La ricerca ha analizzato i principali cinque fattori di stress per la foresta: riscaldamento globale, deforestazione, diminuzione della quantità di precipitazioni annuali, intensità delle precipitazioni durante la stagione delle piogge, lunghezza della stagione secca. Ha poi individuato i tipping point relativi ai fattori di rischio e li ha combinati per verificare i limiti di sopportazione del sistema. Il risultato previsto è il collasso ecosistemico del 47% dell’Amazzonia entro il 2050. Il polmone del mondo potrebbe in pochi decenni trasformarsi in una savana e mettere in moto una serie di eventi a catena che avrebbero impatti catastrofici su vasta scala.
Perdere gran parte della foresta significherebbe, ad esempio, contribuire ad aumentare di molto la temperatura della Terra, perché l’Amazzonia è in grado d’immagazzinare l’equivalente di 15-20 anni di nostre emissioni di CO2. Mentre la sinergia tra i diversi fattori di rischio potrebbe portare anche al degrado di aree considerate resilienti. Una porzione della foresta, infatti, nei prossimi anni sarà esposta a ulteriori stress climatici che potrebbero «innescare transizioni inaspettate», determinando effetti negativi in altre regioni del mondo.
Se l’aumento della temperatura fosse superiore a 1,5° (la soglia da non superare secondo l’Accordo sul clima di Parigi firmato da 194 Paesi nel 2015), le precipitazioni sarebbero inferiori a 1.800 mm, la stagione secca si allungherebbe a cinque mesi e la deforestazione risulterebbe maggiore del 10% rispetto alla copertura arborea originale del bioma forestale. Se l’Amazzonia perde vegetazione produce meno acqua. E aumentando lo stress idrico si avvicina ancor più velocemente a punti di svolta. Le tonnellate di vapore acqueo prodotte ogni giorno sono una componente fondamentale del monsone sudamericano e regolano le piogge di tutto il Continente.
L’impatto di un eventuale collasso dell’Amazzonia non si ferma, quindi, ai confini della foresta. Come insegna l’ecologia integrale, siamo gli uni collegati agli altri e non possiamo essere sani in un pianeta malato. La foresta amazzonica è la nostra “Arca di Noè”. Perderla significherebbe perdere noi stessi, mettendo a rischio le generazioni che verranno. Se vogliamo proteggere la specie umana e le altre viventi dobbiamo fare di tutto per evitare il collasso dell’Amazzonia.

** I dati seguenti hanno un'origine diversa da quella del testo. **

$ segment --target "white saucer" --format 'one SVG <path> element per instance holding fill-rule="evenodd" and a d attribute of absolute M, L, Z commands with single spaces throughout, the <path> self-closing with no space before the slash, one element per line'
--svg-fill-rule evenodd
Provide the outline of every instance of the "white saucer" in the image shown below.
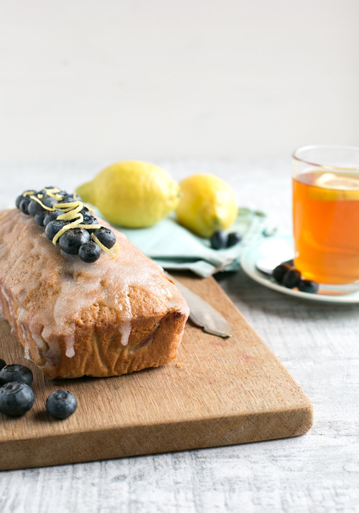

Concretamente significa che la deforestazione deve mantenersi sotto il 10% della copertura originale. Oggi il 15% del bioma è già stato distrutto. Perciò dobbiamo ripristinare almeno il 5% della foresta, fermare il disboscamento e le attività minerarie estrattive, facendo tutti gli sforzi possibili per mantenere l’aumento della temperatura sotto 1,5°. Vuole dire cambiare modello, non il clima. Perché è l’economia estrattiva, capitalista, patriarcale e coloniale a essere insostenibile, non solo per l’Amazzonia, ma per tutte le specie viventi, umani inclusi. Facciamo Eco!